– Ну что с тобой, – говорю, – ты был с красивой девушкой, ты ей очень понравился. Мы на отдыхе. Что, бля, за проблемы?
Он ничего не сказал, уставился в стол. Мне видна только макушка темно-каштановых неблестящих волос.
– Я не смог… с ней… понимаешь…
– Почему? Она бы вписалась!
Он поднял голову и посмотрел прямо в глаза:
– Потому что у меня гребаный вирус, вот почему.
Тупо ударило в груди, и глаза мои замкнуло на его, казалось, на вечность, которая пролетела между двумя ударами сердца. Он запаниковал, затараторил:
– Знаешь только ты. Не говори ни Терри, ни Билли, понял? Никому не говори.
– Да… но…
– Обещаешь? Поклянись, мать твою!
В мозгу у меня лихорадочная пляска. Не может такого быть. Это же малыш Эндрю Гэллоуэй. Мой друг. Малыш Голли из Саутон-Мейнс, парнишка Сьюзен, брат Шины.

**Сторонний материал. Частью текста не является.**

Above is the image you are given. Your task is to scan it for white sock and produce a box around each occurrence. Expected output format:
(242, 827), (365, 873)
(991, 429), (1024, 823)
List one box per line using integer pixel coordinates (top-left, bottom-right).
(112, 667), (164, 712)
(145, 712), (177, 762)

– Да… да… но как? Как, Энди?
– Шприц. Герыч. Я только пару раз поставился. Этого, похоже, достаточно. Я сам узнал на прошлой неделе, – сказал он и сделал большой глоток, но закашлялся и сплюнул немного пива в огонь. Зашипело.

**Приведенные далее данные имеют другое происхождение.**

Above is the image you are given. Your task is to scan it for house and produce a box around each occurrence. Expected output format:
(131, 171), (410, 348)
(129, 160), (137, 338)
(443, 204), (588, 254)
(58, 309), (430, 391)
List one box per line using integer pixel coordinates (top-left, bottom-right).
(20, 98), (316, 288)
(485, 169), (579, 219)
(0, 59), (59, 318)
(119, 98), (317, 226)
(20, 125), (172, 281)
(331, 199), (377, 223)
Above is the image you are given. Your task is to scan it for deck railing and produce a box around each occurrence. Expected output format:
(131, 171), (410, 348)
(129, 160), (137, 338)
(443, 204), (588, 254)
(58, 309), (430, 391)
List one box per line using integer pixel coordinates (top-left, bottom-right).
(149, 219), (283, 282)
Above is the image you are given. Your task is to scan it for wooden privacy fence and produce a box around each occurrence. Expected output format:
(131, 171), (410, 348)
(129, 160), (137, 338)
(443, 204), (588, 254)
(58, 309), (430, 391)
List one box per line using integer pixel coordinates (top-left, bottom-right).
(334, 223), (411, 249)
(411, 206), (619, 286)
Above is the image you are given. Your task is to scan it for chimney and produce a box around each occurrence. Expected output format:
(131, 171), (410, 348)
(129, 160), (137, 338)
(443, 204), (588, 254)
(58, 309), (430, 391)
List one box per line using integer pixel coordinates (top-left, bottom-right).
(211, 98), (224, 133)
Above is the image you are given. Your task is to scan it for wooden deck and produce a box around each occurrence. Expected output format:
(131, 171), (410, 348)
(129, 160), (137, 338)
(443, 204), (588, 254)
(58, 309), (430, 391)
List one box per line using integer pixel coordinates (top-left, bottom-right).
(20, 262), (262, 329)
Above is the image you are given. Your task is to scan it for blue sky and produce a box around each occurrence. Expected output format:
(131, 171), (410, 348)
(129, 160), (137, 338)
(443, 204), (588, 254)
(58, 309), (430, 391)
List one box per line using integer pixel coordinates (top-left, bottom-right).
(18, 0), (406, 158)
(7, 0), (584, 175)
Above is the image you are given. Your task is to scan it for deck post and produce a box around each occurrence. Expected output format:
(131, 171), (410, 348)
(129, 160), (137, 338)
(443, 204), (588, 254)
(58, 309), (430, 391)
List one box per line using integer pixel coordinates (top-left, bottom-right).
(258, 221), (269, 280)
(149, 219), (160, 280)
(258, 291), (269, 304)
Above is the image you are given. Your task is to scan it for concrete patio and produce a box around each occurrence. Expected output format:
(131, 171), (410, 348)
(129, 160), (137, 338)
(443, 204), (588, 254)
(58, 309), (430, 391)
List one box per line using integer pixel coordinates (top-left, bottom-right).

Я обернулся, но тетушки за стойкой уже нет. На нас уставились несколько чуваков, но я зыркнул на них, и они отвели глаза. Энди Гэллоуэй. Поездки еще в детстве, потом первые путешествия без взрослых: Бернтисланд, Кингхорн, Уллапул, Блэкпул. Я, мои мама с папой, Голли. Футбол. Споры, драки. В детстве он всегда лазил, забирался на верхотуру. Деревьев в районе не было, поэтому он лазил по балконам, бетонным перекрытиям, карнизам. Его так и звали – обезьянка. Хитрая обезьянка.
И вот я смотрю на его тупое пятнистое лицо, в его пустые глаза, и мне кажется, что он стал кем-то совсем другим, кого раньше я не замечал. Это грязная обезьянка, и она сидит у него на загривке. Я снова смотрю на него сквозь мрачные линзы своих отходов. Ничего не могу с этим поделать, но Голли кажется мне грязным внутри. Он уже не похож на нашего Голли.

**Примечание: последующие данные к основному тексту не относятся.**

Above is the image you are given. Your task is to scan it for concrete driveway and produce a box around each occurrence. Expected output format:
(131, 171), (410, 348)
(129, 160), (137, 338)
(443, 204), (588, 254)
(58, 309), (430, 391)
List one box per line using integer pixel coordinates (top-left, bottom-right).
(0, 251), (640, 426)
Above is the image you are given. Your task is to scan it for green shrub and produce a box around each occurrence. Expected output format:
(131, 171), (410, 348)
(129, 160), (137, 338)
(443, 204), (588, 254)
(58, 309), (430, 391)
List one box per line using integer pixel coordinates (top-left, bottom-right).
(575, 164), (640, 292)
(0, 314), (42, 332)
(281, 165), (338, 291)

Откуда у меня такие реакции?
Я потягиваю пивко и смотрю на его профиль, а он пялится в огонь. Он сломан, он разбит. Я не хочу находиться с ним рядом, я хочу быть с Эльзой, вернуться к ней в кровать. Глядя на него, больше всего хочется, чтоб их сейчас здесь просто не было: ни его, ни Терри, ни Билли. Потому что они здесь чужие. А я свой. Я везде свой.
4
Приблизительно 2000: фестивальная атмосфера
Windows ’00
Услышав, что он устроился охранником, старинные знакомые смеялись в голос. Энди Нивен, древний приятель, после недоверчивой паузы снова стал подхихикивать.
– Дейв Гэллоуэй – охранник, – произнес он в энный раз, качая головой. – Я слыхал о браконьере, который заделался егерем, но это еще смешнее.
Впрочем, последнее время он мало с кем общался. Дейв Гэллоуэй избегал пабов, он не любил рассказывать старым друзьям о своем новом занятии. Расхлябанный пьяный разговор, и вот тебя уже сдали. Подобные ситуации уже не раз рушили его жизнь и жизни тех, кто от него зависел. Если б он был с ними, все могло бы сложиться иначе. Он думал о семье, из которой уже много лет как ушел, вспоминал, как Сьюзен сказала ему, чтоб он из неизбежности сделал наконец доброе дело – а именно съебался уже раз и навсегда. Потом и его дочь Шина сказала ему то же самое, она больше не хотела его видеть.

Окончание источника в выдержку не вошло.